Whyadda y’all think about The Honour System?
Here’s how my good friend Merriam-Double-U defines it:
a system (as at a college) whereby persons are trusted to abide by the regulations (as for a code of conduct) without supervision or surveillance
I think it’s great. I dropped off a bag of crushed beer cans at The Beer Store yesterday, and the guy behind the counter asked, “How Many?” I told him the number and he gave me my deposit. No questions asked. Honour. Trust.
In the summer, I frequently take a journey to a family cottage, located in my old stomping grounds. On the way, there is a country road in the middle of nowhere. On that road, there is a long driveway. At the foot of that long driveway, there is a sign that says, “Pop $1”. Beside that sign are a small box with a slot in it and a cooler (I presume full of sugary, carbonated drinks). There are no cameras. No drone surveillance. No one watching. Just the honour system.
I just noticed it’s 2:22 PM. This is a special number for me. I see it all the time. To me, it means I’m on the right track.
Today I noticed I’m ten followers shy of one-hundred on NotSheepMinded. Just like 222 tells me I’m on track, a growing number of followers tells me that blogging the days away might be more than just a waste of time. I thought, “Wouldn’t it be cool if I could hit one hundred by the end of the weekend?”
Maybe with the help of the honour system, I can.
So here we go. This remainder of this blog post is like the can of delicious Mountain Dew in the icy water of the roadside cooler. It’s all yours, but pushing the follow button is the Loonie you put in the slotted box.
For those not living in Canada, a Loonie = a one-dollar coin. It’s called that because instead of displaying some cool all-seeing-eye/pyramid/Illuminati symbols, the back side just shows a loon floating in the water. A loon is like a duck.

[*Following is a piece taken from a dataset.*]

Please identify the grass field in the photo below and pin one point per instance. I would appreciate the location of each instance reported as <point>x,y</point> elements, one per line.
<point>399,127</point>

So if you believe in the honour system, follow my blog and I will tell you a story. If you’re already a follower, thank-you. You truly are the reason I get out of bed every day. Without you, I would be getting black-out drunk while solving Rubik’s Cubes in my pyjamas all day.
As an added bonus, I will give you a link to a hilarious video about the honour system, with the caveat that it might not play in your region.
Without further ado, here is my story:
Ontario, Canada. January of let’s say 2006 or 2007. It’s cold. The snow is deep. The ice is thick. A Black Sheep calls in sick to work. He’s not in the mood for any work nonsense today.
The Black Sheep’s girlfriend follows his lead. She doesn’t want to work while he sits around solving Rubik’s Cubes in his pyjamas all day.
They decide to take a drive. A four-hour long drive. To the middle of nowhere. To a National Park that is frequented in the summertime, but barely used in the winter. They travel North along barren highways until they arrive at their destination.
They park the car and get out. The camp registration booth is boarded up. Their tire tracks in the day-old snow are the only evidence of human existence.
They go to enter the park and encounter a sign that says day-use visitors must pay five dollars. No guards. No gates. Just a request to please pay. Beside a slotted box, some envelopes to record some basic information on, and a chain that used to tether a pen to the box before it was torn off.
With no one around, it would have been easy to sashay on into the park without paying, but they believed in the honour system, so they walked back to the car, found five bucks and a pen to fill in the envelope.
Was skipping work, driving four hours, paying five bucks, and hiking a couple kilometres into the bush worth it?